One entrepreneur disrupting a classic business model, and successfully so, is Rosario Toscano, CEO of Akoni, who this month oversaw the launch of a new range of eyewear for Valentino.
Though he created Akoni just four years ago, he has already developed an impressive signature business, including developing Balmain eyewear in another partnership.
Thanks to their linkup with Akoni, unlike any major runway fashion brands, both Balmain and Valentino now offer sunglasses made in Japan and not Italy.
“When you think fine watches you think Switzerland. When it comes to eyewear it’s Japan, the best of the best,” insists Toscano over coffee in a 1st arrondissement showroom.
The result is significantly more sophisticated eyewear, albeit at a stiffer price point. But also, more notably, eyewear that looks much more in harmony with other products like handbags, shoes or jewelry, produced by either Balmain or Valentino.
“If you look at Luxottica, Marcolin or Safilo, the price goes up every year; but the quality does not!” snorts Toscano, who despite his name is Sicilian born.

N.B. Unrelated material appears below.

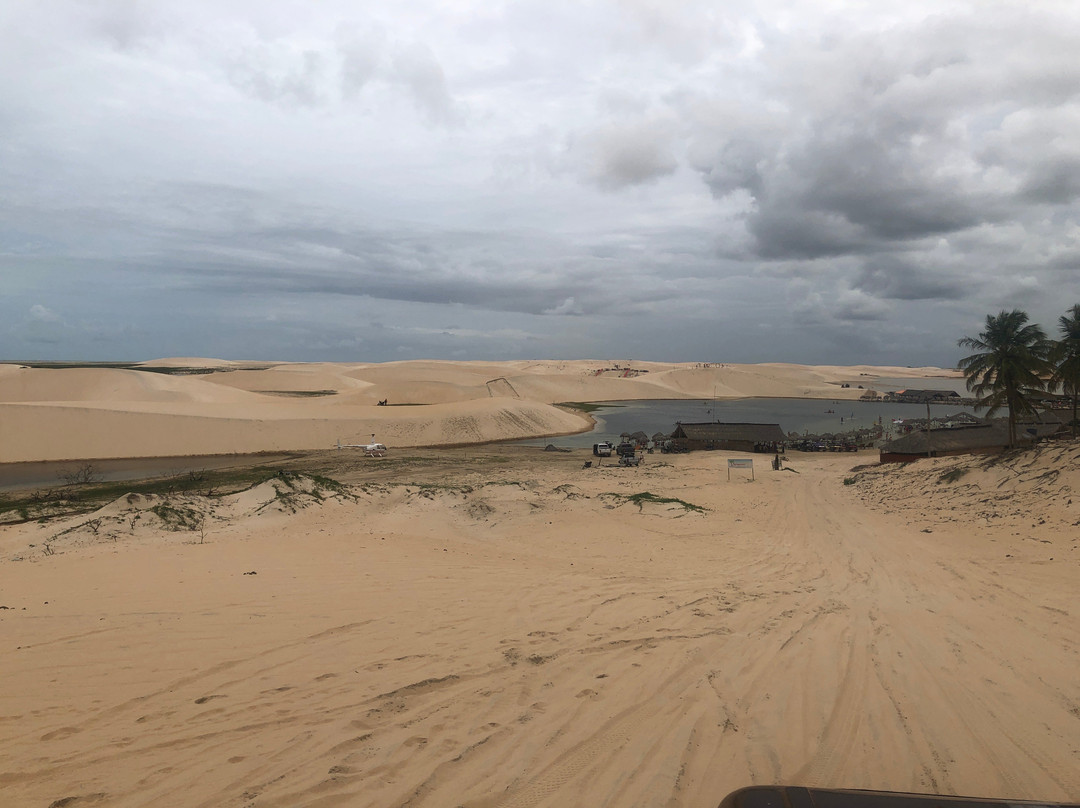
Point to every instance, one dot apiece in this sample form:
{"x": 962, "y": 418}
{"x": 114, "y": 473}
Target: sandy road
{"x": 528, "y": 643}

“If you put a frame of a brand like Balenciaga or Dior next to their handbags, you feel a disconnection. Because it’s like they just added a logo to a frame,” insists Toscano.

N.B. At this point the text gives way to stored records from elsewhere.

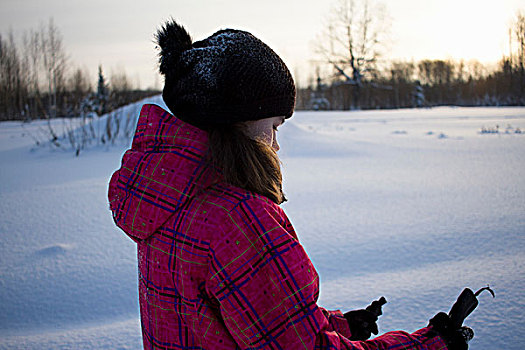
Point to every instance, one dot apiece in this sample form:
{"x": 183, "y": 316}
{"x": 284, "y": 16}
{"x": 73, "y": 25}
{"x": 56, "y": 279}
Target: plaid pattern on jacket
{"x": 219, "y": 267}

“We are different, we want to create a product that is exclusive so when it sits next to bags and shoes you feel it is the same. We start from scratch and work directly with the designer,” continues the Akoni CEO, stressing how closely they collaborated directly with both Olivier Rousteing and Pierpaolo Piccioli, creative directors of Balmain and Valentino respectively.
In his previous position in Dublin at California-born eyewear specialist Ditta, Toscano also handled the eyewear license of Thom Browne, where he learned that fashion brands could create very high-quality eyewear. “It’s not true they have to be a license making cheap quality and high numbers!” he says with almost religious fervor.
Hence, the new Valentino eyewear captures some of the grandeur of couture with oversized frames; titanium inserts and sculpted shapes. While Balmain’s shades riff on Olivier Rousteing’s rockstar aesthetic, punchy lines and string graphics. They come with names like Boy Wonder and Admirable. Plus, in the spirit of Rousteing’s Balmain Army, the eyewear channels the traditional ornaments of French officers’ uniforms, reflecting the importance of military influences upon Balmain designs.
This sort of quality is not cheap. In terms of average price point – Balmain retails at €800, though rising to €1,700, and funnily enough these are their best sellers. While Valentino is priced around €600.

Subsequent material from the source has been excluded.